Friday, May 13, 2011

Gospel Meals


“And as he sat at dinner in Levi’s house, many tax-collectors and sinners were also sitting with Jesus and his disciples—for there were many who followed him” (Mark 2.15).

My church loves food. This is a good thing because I love food too. Years ago we started a ministry called “fellowship lunch” (which is essentially an enormous pot-luck (providence?)) that takes place about once a month. There is something about food, something about table-fellowship, that we know is right. When we are sitting down, eating and fellowshipping we know in our bones that “this is the way things were meant to be!” Why is that?

The Gospel of Mark points us in the right direction. Mark, like my church and like me, is obsessed with food. In Mark 2 Jesus eats with tax collectors and sinners, in Mark 6 Jesus feeds 5000, in Mark 8 Jesus feeds 4000, in Mark 14 Jesus is eating when he is anointed and later is eating with his disciples when he inaugurates the Lord’s Supper (a meal we celebrate again and again), and there is also a meal in the extended ending of the gospel in Mark 16. As if that weren’t enough, he includes an entire “bread section” spanning from 6:33-8:26 in which the word bread (greek. ortos) occurs no less than seventeen times. That’s a lot of food!

Through these meals Mark clarifies for his readers who Jesus is and what he came to do. God’s plan and promise was to send his Messiah (i.e. the liberating-king) to Israel to establish his new society and rescue his people from the evil that enslaved them.
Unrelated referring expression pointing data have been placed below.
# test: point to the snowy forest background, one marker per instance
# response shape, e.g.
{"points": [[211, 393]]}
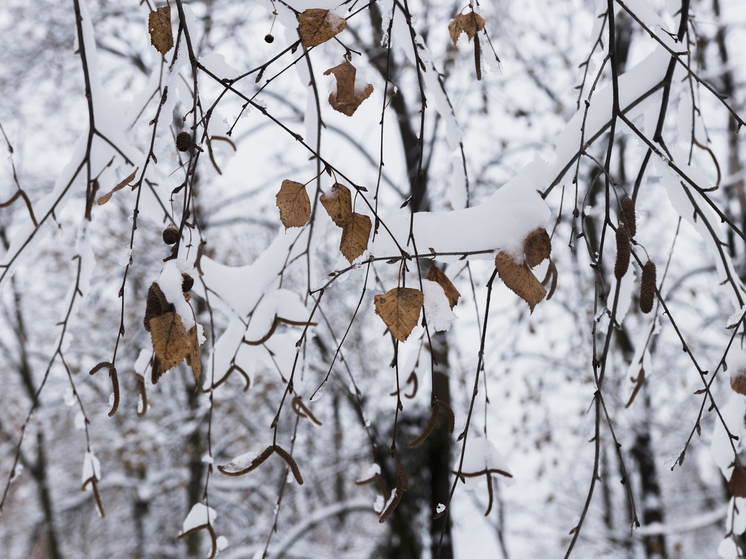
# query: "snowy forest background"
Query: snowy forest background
{"points": [[543, 116]]}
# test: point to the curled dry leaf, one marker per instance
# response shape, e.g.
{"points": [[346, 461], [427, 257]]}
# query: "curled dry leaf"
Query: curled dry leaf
{"points": [[348, 97], [171, 342], [156, 304], [400, 310], [520, 279], [355, 236], [471, 24], [738, 381], [338, 203], [294, 204], [537, 247], [436, 274], [317, 26], [106, 197], [159, 26]]}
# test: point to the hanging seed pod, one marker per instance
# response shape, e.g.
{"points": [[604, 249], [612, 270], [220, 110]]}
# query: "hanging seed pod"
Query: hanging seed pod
{"points": [[647, 287], [622, 252], [183, 139], [170, 234], [628, 215], [187, 283]]}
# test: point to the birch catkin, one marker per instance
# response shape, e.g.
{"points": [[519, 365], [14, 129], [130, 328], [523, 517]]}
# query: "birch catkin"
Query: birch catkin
{"points": [[647, 287], [622, 252]]}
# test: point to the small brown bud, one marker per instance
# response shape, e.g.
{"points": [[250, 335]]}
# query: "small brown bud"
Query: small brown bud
{"points": [[170, 234], [183, 140], [622, 252], [628, 215], [647, 287], [187, 283]]}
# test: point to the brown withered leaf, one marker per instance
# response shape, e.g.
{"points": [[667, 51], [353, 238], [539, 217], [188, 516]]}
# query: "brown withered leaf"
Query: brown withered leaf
{"points": [[436, 274], [355, 236], [471, 24], [294, 204], [106, 197], [159, 25], [537, 247], [345, 74], [738, 382], [350, 108], [347, 99], [171, 342], [520, 279], [317, 26], [194, 358], [400, 310], [737, 484], [338, 204]]}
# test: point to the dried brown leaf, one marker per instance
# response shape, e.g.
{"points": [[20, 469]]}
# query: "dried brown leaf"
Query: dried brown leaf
{"points": [[436, 274], [738, 382], [520, 279], [338, 203], [294, 204], [400, 310], [345, 75], [350, 108], [106, 197], [402, 484], [347, 98], [317, 26], [159, 25], [171, 342], [156, 304], [355, 236], [537, 247], [471, 24]]}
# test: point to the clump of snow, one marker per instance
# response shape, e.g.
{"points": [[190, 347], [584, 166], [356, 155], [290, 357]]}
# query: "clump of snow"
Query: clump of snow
{"points": [[241, 462], [91, 467], [170, 282], [371, 471], [378, 505], [437, 308], [200, 515], [735, 318], [727, 549], [482, 455], [336, 22], [79, 421]]}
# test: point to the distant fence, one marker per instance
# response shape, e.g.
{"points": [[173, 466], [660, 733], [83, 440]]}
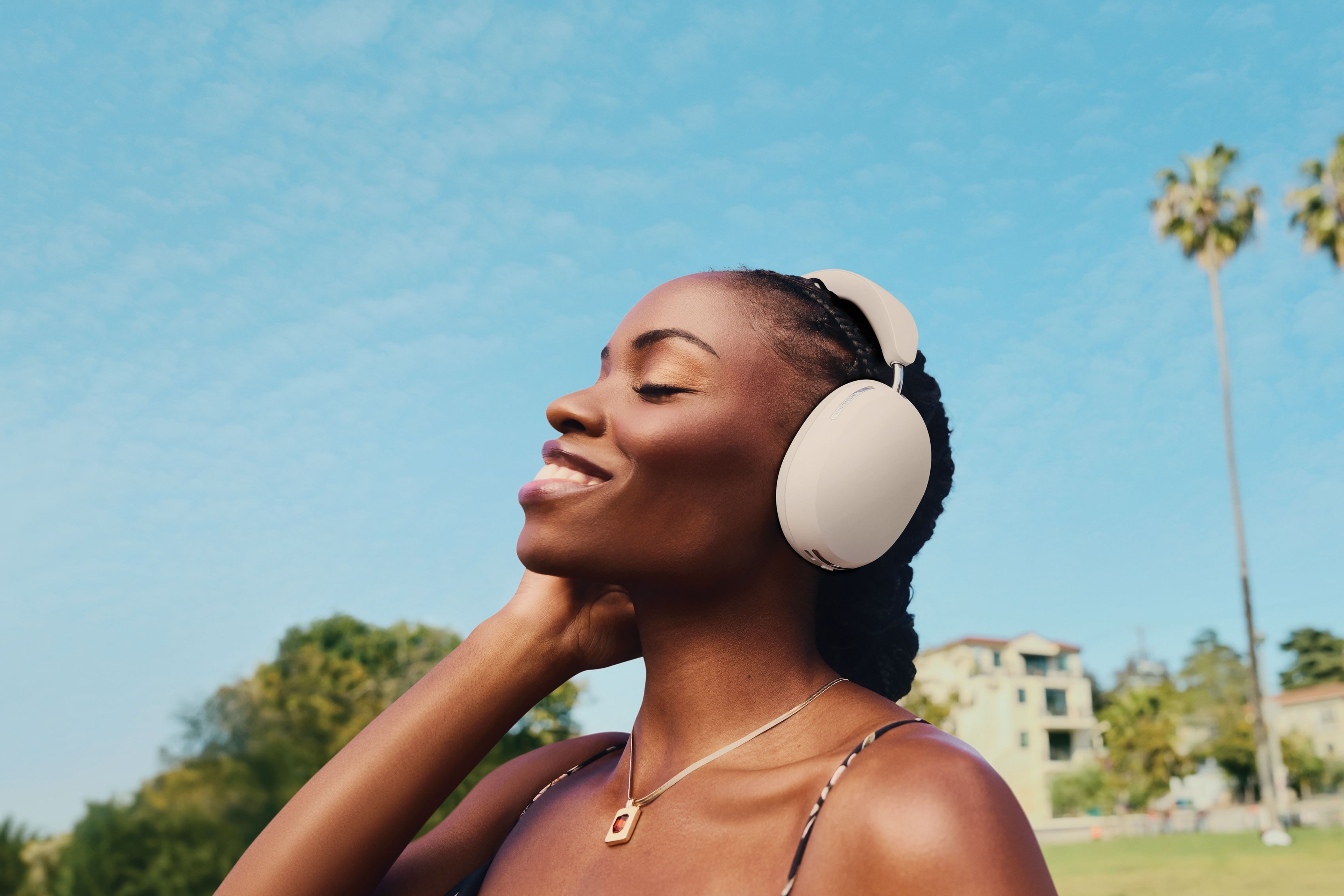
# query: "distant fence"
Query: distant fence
{"points": [[1319, 812]]}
This plan was, all along, not just for “righteous” Israel but was meant for the entire world; Jew and Gentile alike, righteous and unrighteous.
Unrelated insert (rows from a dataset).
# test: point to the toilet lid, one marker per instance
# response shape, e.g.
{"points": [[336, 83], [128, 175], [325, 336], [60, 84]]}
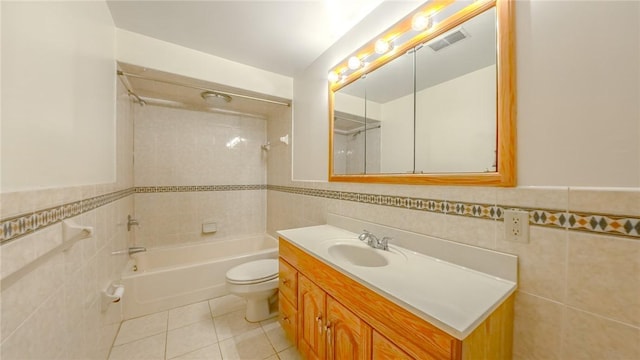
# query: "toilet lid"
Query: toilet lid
{"points": [[254, 271]]}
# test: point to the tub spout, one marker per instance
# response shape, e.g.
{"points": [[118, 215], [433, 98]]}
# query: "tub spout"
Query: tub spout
{"points": [[137, 249]]}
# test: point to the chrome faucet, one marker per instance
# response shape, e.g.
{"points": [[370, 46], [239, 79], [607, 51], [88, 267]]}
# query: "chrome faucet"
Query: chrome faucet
{"points": [[136, 249], [132, 250], [373, 240], [131, 222]]}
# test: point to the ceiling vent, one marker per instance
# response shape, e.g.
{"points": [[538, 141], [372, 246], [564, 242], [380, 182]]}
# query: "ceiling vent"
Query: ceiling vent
{"points": [[449, 39]]}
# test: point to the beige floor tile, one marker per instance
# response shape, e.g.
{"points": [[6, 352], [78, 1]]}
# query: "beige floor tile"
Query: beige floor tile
{"points": [[191, 337], [592, 337], [276, 335], [250, 345], [233, 324], [290, 354], [226, 304], [211, 352], [602, 276], [187, 315], [142, 327], [148, 348]]}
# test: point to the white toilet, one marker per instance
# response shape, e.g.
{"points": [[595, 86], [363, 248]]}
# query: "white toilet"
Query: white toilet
{"points": [[256, 281]]}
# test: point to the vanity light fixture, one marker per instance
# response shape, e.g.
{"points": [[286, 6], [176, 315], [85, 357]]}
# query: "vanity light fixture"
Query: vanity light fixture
{"points": [[421, 21], [354, 63], [382, 46]]}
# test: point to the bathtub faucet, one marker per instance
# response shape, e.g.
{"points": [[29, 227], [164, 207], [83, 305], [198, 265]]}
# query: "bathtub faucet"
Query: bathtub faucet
{"points": [[136, 249], [131, 222]]}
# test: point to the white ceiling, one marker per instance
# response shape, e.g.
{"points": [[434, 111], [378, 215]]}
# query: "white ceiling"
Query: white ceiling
{"points": [[283, 36]]}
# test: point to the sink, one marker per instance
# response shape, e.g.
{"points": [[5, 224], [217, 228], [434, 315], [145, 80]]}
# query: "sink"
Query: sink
{"points": [[357, 255]]}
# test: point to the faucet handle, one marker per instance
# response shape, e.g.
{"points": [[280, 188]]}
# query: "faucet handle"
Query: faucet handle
{"points": [[384, 243]]}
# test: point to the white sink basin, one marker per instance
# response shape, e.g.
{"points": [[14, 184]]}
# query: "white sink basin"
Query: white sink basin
{"points": [[357, 255]]}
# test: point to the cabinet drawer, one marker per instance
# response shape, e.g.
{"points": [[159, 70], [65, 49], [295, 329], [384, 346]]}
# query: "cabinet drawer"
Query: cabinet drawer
{"points": [[288, 282], [288, 319], [383, 348]]}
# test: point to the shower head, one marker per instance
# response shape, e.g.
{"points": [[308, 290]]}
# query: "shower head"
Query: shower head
{"points": [[215, 98]]}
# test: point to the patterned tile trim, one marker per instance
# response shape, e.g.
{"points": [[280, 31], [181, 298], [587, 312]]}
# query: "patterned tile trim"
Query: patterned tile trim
{"points": [[24, 224], [618, 225], [161, 189]]}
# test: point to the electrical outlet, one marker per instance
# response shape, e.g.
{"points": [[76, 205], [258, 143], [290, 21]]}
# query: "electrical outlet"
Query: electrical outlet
{"points": [[516, 226]]}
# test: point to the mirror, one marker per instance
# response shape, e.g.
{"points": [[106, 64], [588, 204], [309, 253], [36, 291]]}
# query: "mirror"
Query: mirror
{"points": [[441, 110]]}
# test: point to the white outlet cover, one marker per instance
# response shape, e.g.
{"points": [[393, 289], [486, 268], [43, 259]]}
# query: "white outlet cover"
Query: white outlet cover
{"points": [[516, 225]]}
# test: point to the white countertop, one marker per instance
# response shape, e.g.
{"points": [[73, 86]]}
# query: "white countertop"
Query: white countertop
{"points": [[454, 298]]}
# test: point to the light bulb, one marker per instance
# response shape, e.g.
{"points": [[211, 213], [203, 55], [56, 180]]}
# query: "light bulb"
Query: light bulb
{"points": [[382, 46], [354, 63], [421, 21]]}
When God came he would set his people right and set his world right so that there would be a renewed people under the rule of God’s king in God’s place. Sinners would be healed and God’s people would have fellowship with him and with one another. When this happened it would be an enormous celebration. And the point is that in Jesus all these things are coming true.
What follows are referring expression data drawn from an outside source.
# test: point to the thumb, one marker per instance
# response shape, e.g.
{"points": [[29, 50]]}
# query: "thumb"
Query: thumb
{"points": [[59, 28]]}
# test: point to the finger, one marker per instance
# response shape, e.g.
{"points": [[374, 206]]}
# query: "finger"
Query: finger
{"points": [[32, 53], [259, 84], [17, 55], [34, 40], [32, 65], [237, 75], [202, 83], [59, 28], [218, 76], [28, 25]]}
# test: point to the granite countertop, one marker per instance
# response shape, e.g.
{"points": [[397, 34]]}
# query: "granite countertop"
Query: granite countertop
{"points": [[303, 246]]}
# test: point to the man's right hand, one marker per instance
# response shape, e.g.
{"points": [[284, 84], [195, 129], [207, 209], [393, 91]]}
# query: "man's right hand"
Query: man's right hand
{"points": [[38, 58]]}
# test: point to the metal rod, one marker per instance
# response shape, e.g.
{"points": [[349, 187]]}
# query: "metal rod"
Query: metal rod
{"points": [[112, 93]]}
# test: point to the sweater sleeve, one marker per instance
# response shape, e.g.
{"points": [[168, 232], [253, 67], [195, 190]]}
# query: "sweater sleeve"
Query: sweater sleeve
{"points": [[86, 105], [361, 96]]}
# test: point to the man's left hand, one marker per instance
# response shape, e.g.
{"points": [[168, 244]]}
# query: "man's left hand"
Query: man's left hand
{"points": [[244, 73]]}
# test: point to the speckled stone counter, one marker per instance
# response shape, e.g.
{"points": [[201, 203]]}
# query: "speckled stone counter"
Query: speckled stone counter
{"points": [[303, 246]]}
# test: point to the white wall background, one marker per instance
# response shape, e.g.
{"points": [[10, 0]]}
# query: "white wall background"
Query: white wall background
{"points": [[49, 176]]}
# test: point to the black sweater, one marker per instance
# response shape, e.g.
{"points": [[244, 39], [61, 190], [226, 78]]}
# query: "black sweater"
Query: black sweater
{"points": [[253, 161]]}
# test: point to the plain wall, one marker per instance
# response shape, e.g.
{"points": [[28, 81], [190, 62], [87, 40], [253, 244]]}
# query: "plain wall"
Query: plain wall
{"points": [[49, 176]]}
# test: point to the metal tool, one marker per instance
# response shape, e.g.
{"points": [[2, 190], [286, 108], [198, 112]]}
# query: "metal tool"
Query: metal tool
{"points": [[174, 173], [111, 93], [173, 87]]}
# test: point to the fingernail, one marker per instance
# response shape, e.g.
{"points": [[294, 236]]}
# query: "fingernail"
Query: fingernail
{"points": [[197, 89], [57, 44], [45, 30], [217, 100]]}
This is what the cross and resurrection is all about. Jesus gave himself so people could be liberated from their sin and brought safely into his kingdom. His body, the bread, and his blood, the wine, are given to make all things new. Now all who give up their lives for Jesus participate in the life of God’s new world. The party has begun. The feast is taking place. Jesus calls out to the world and says, “Pull up a chair. It’s on me.”